We dutifully chose some spots on the west side of the field, pretending we really believed these little twigs would survive and grow to become anything in either of our lifetimes. They survived the first year. The next year, just as they were sprouting leaves, deer came overnight and stripped the twigs of their tops.
Any ambivalence I'd had about those twigs was gone. I became fiercely protective, setting up little fences of deer mesh around each twig. The years passed, the deer mesh expanded, and these improbable little twigs began leafing out. Ever so slowly they got taller, from two feet to three feet, but never losing their Charlie Brown slouch.
Besides tending to their little fences once or twice a year, I confess I've pretty much forgotten about these guys. But lo, I recently had an urge to wander down past the struggling cherry tree and through the blueberries to check on my little twig prison.
And what did I see?
The Black Oxford twig, the one that had been most damaged by deer so long ago? It was bearing fruit. Like, real, true, three-dimensional apples. Not huge, but who are we kidding? I tugged one off, wiped it on my sleeve, and took a bite, pre-puckering in anticipation of crabapple tang. But no tang came forth, just a symphony of sweetness and flavor. Clouds parted, the angels sang, a worm poked out his angry head and yelled, "Hey, watch it!" (At least it was a whole worm, am I right?)
Fast-forward to this afternoon, one of those perfect Maine fall days where the sun is shining, the birds are chirping, the crickets are cricketing, the leaves are turning colors, and you realize that the house needs to smell like apples and maple and cinnamon and fall. Time to try that recipe I just clipped out of the newspaper.
I'd like to say that today's custard was made with these same Black Oxford apples, but there weren't enough yet.

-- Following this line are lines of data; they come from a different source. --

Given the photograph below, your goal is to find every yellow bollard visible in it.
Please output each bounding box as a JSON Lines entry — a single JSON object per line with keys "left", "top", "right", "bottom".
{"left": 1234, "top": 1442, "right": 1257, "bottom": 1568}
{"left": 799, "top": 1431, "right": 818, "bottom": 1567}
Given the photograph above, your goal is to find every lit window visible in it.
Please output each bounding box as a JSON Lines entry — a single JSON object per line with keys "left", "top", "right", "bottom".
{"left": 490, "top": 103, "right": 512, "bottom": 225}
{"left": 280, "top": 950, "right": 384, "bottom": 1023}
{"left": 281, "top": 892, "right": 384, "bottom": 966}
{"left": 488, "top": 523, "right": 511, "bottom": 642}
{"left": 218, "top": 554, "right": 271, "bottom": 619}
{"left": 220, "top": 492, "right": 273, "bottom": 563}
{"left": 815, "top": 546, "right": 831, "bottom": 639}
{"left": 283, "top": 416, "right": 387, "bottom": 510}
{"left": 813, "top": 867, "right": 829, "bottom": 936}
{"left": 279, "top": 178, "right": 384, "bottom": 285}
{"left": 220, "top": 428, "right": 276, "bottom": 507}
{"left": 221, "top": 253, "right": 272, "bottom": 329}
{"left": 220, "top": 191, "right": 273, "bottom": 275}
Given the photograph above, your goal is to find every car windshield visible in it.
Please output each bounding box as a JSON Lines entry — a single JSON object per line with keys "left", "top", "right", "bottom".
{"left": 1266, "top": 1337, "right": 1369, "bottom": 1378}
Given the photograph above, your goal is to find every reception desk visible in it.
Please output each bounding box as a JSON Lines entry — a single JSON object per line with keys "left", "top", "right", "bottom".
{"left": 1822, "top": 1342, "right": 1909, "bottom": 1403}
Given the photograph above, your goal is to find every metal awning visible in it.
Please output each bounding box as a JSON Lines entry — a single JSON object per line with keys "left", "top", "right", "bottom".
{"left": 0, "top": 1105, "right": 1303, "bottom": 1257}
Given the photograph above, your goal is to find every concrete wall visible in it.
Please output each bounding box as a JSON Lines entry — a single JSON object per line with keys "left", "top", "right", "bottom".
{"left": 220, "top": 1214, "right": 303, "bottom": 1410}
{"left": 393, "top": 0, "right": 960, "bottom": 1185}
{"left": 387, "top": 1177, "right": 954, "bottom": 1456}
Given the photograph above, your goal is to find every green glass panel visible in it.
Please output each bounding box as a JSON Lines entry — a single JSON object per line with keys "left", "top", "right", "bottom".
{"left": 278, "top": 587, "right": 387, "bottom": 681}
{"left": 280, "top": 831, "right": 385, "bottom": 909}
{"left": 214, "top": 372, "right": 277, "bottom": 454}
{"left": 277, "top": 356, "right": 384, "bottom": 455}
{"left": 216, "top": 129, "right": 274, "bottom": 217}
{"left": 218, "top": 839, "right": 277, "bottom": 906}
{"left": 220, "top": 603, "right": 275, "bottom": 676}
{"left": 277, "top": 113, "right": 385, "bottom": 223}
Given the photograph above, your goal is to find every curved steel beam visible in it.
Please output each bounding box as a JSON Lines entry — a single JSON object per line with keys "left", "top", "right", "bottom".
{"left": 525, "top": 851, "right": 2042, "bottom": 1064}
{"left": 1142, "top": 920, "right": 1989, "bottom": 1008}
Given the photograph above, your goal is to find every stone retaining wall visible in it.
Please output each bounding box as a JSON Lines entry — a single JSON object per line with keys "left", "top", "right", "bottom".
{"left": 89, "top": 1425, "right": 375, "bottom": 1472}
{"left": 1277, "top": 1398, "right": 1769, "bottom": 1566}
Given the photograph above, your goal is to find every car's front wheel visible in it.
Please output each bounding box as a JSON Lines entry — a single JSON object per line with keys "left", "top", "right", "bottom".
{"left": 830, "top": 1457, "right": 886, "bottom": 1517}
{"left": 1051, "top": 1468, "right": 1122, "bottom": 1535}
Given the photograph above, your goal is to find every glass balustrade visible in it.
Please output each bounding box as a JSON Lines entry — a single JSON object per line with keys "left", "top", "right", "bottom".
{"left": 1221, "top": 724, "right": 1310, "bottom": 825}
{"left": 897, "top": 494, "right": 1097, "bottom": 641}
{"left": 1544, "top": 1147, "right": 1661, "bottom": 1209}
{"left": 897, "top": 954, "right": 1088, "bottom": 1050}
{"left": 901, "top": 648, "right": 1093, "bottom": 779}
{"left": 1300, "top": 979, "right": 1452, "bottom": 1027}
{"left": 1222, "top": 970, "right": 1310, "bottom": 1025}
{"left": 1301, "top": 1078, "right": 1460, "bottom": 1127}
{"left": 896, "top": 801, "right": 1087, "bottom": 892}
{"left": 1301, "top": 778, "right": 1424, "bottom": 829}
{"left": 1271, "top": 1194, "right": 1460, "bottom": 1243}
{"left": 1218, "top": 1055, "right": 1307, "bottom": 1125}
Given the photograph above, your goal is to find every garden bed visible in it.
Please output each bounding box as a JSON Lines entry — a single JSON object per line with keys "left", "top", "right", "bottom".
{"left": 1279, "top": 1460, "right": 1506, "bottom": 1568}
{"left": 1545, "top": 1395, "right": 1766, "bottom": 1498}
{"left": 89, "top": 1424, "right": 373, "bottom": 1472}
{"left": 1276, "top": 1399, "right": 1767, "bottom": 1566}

I used Honeycrisps after Googling "best apples for baking" in the produce aisle of my grocery store.
The recipe was in this week's Ellsworth American, credited to Super Chilly Farm, which happens to be one of the folks helping out with the Out on a Limb apple CSA I've talked about here before.
It couldn't be simpler.
Preheat your oven to 375 and grease a nice deep pie plate.
In a bowl, mix together:
3/4 cup maple syrup (the real stuff, please, don't even mention Aunt Jemima)
1 cup yogurt (I used full-fat yogurt because, hell, it's the weekend)
1 tsp vanilla (or if you're me, a generous slosh)
1/2 tsp cinnamon (pausing to sniff the open jar and marvel at how much you love cinnamon)
Peel, core, and slice 2 cups of apples. (Years ago, my sister-in-law got me this contraption which makes tasks such as this a breeze. You'll want to double the recipe just to continue playing with your toy.)
Evenly distribute the apples along the bottom of the pie plate and pour the custard mix over. I chopped about 1/2 cup of pecans and sprinkled them over the top.
Slide it into the oven for about 45 minutes, until it's nice and puffy and the edges barely begin to pull away from the sides of the pan. It'll continue to cook a while longer.
Wait as long as you can before giving up and cutting yourself a slice--which will slither and jiggle and tumble in that custardy way that inspires you to go back and get a little more, then a little more, "just to tidy up that edge," you say.
-- Update! First, I'd probably not use Honeycrisps again. This dish benefits from an apple that's willing to go soggy faster. And second, in comparing this recipe to the golden standard from Moosewood, the Apple Honey Custard Pie, I discovered that this is that recipe, only minus the pie crust and substituting maple for honey. Once again proving that there are no new recipes in this world.